PANGANDARAN – Ibarat buku, masih banyak bab kosong dalam penelusuran sejarah Kabupaten Pangandaran. Dari mana ia bermula hingga menjadi sebuah kabupaten otonom? Jawaban yang didapat sering kali sebatas potongan-potongan cerita dengan bumbu “konon katanya”, bahkan tak jarang bercampur mitos.
Tulisan ini adalah ikhtiar untuk menambah perbendaharaan pustaka menyangkut sejarah Kabupaten Pangandaran.
Lebih khusus, penulis tergerak untuk menelusuri perkembangan geopolitik yang menandai berbagai perubahan dalam urusan administrasi kewilayahan di Pangandaran.
Bermula dari Sunda/Galuh
Mengacu pada manuskrip Bujangga Manik, batas wilayah kekuasaan Sunda/Galuh di sebelah timur adalah Sungai Cipamali (sekarang Kali Pemali/Kali Brebes) yang berada di Kabupaten Brebes, Jawa Tengah. Jika di tarik lurus ke selatan, wilayah Sunda/Galuh mencakup Kabupaten Cilacap dan Kabupaten Banyumas hari ini.

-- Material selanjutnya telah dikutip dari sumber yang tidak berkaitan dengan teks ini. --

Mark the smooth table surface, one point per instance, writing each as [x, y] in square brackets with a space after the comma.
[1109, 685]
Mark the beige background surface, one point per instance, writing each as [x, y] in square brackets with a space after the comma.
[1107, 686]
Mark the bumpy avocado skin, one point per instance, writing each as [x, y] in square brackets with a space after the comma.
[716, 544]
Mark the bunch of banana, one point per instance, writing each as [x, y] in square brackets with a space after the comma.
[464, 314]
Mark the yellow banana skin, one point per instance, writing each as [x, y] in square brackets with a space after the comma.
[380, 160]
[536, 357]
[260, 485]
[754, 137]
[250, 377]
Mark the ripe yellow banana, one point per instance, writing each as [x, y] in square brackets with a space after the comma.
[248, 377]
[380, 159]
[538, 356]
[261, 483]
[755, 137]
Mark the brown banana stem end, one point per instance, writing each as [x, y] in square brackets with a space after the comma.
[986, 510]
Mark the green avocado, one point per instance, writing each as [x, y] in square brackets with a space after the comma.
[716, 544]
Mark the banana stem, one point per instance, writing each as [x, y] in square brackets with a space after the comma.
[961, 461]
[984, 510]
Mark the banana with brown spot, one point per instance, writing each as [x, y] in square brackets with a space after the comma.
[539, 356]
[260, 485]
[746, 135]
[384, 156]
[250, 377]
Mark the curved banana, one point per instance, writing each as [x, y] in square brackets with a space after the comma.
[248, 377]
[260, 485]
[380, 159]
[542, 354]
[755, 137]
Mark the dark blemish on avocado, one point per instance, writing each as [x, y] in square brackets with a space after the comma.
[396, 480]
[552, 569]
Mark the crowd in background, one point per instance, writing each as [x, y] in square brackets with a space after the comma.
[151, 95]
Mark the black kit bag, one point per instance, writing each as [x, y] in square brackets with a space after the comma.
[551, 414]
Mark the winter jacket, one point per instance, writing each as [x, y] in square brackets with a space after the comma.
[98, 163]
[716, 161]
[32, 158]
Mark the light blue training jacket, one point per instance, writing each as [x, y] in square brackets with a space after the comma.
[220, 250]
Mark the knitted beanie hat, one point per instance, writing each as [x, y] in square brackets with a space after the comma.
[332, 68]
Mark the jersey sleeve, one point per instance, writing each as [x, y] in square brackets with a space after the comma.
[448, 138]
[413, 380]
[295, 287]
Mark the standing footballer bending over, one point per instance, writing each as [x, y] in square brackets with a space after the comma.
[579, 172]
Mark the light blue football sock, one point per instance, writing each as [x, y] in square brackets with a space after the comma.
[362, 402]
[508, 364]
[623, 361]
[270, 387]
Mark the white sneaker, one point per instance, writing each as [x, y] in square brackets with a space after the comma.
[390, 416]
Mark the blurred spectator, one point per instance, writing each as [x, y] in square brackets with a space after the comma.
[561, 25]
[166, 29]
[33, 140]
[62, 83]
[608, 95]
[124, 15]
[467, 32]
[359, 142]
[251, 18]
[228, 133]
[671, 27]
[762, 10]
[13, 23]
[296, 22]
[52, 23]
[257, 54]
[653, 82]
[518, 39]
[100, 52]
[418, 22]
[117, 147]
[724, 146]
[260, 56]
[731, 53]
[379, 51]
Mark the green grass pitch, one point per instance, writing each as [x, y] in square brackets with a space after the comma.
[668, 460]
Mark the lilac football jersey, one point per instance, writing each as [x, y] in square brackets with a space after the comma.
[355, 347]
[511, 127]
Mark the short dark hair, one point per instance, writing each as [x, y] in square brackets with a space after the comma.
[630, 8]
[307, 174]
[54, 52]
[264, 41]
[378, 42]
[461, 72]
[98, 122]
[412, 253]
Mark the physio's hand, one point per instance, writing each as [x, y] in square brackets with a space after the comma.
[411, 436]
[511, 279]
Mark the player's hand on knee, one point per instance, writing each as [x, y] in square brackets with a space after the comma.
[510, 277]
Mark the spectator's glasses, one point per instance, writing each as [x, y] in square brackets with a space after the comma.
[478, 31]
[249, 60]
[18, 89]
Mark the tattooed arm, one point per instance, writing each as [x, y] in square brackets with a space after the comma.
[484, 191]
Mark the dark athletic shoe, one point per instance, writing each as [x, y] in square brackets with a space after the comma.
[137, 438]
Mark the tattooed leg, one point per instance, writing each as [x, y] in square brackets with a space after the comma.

Berdasarkan gambaran tersebut, wilayah Pesisir Pangandaran bisa dipastikan berada di dalam teritori Kerajaan Sunda/Galuh. Hal ini diperkuat fakta bahwa warga Pesisir Pangandaran mewarisi kebudayaan Sunda, termasuk bahasanya.
Temuan sejumlah artefak bercorak Hindu-Budha di wilayah Kabupaten Pangandaran, termasuk Situs Batu Kalde, menunjukan bahwa pada masa lampau, wilayah ini tidak bebas dari hierarkis kekuasaan. Namun begitu, belum ditemukan sumber primer yang menerangkan bagaimana persisnya hubungan kekuasaan yang berlaku di wilayah ini.
Selama berabad-abad lamanya, Pesisir Pangandaran tetap menjadi bagian dari kerjaan Sunda/Galuh. Kondisi ini bertahan hingga Kesultanan Sumedang sebagai pewaris terakhir Kerajaan Sunda/Galuh menyerahkan kekuasaanya kepada Kesultanan Mataram. Hal ini menandai berakhirnya kekuasaan Sunda/Galuh di Tanah Sunda.
Pangandaran dalam Catatan Bujangga Manik
Catatan Perjalanan Bujangga Manik sementara ini merupakan literatur tertua yang memiliki asosiasi dengan Pangandaran secara kewilayahan. Beberapa nama tempat yang disebutkan Bujangga Manik dalam naskah, berkesesuaian dengan nama-nama tempat di kawasan Kabupaten Pangandaran hari ini.
Dalam naskah yang diduga peneliti berasal dari akhir abad ke-15 atau awal abad ke-16 tersebut, Bujangga Manik, seorang resi Hindu dari Kerajaan Sunda, dikisahkan dalam perjalanannya melintasi Sungai Cikutrapi(ng)gan (Ciputrapinggan) lalu mengunjungi tempat bernama Pana(n)jung (Pananjung).
Sacu(n)duk aing ka Bakur/ka muhara Cita(n)duyan/ku ngaing geus kaleu(m)pangan/datang aing ka Cimedang/meu(n)tas di Cikutrapi(ng)gan/cu(n)duk aing ka Pana(n)jung/ka gedeng Nusa/ Wuluhen/meu(n)tas aing di Ciwulan/banyating di Ciloh-Alit/na muhara Pasuketan/ta(ng)geran na Hujung Pusus.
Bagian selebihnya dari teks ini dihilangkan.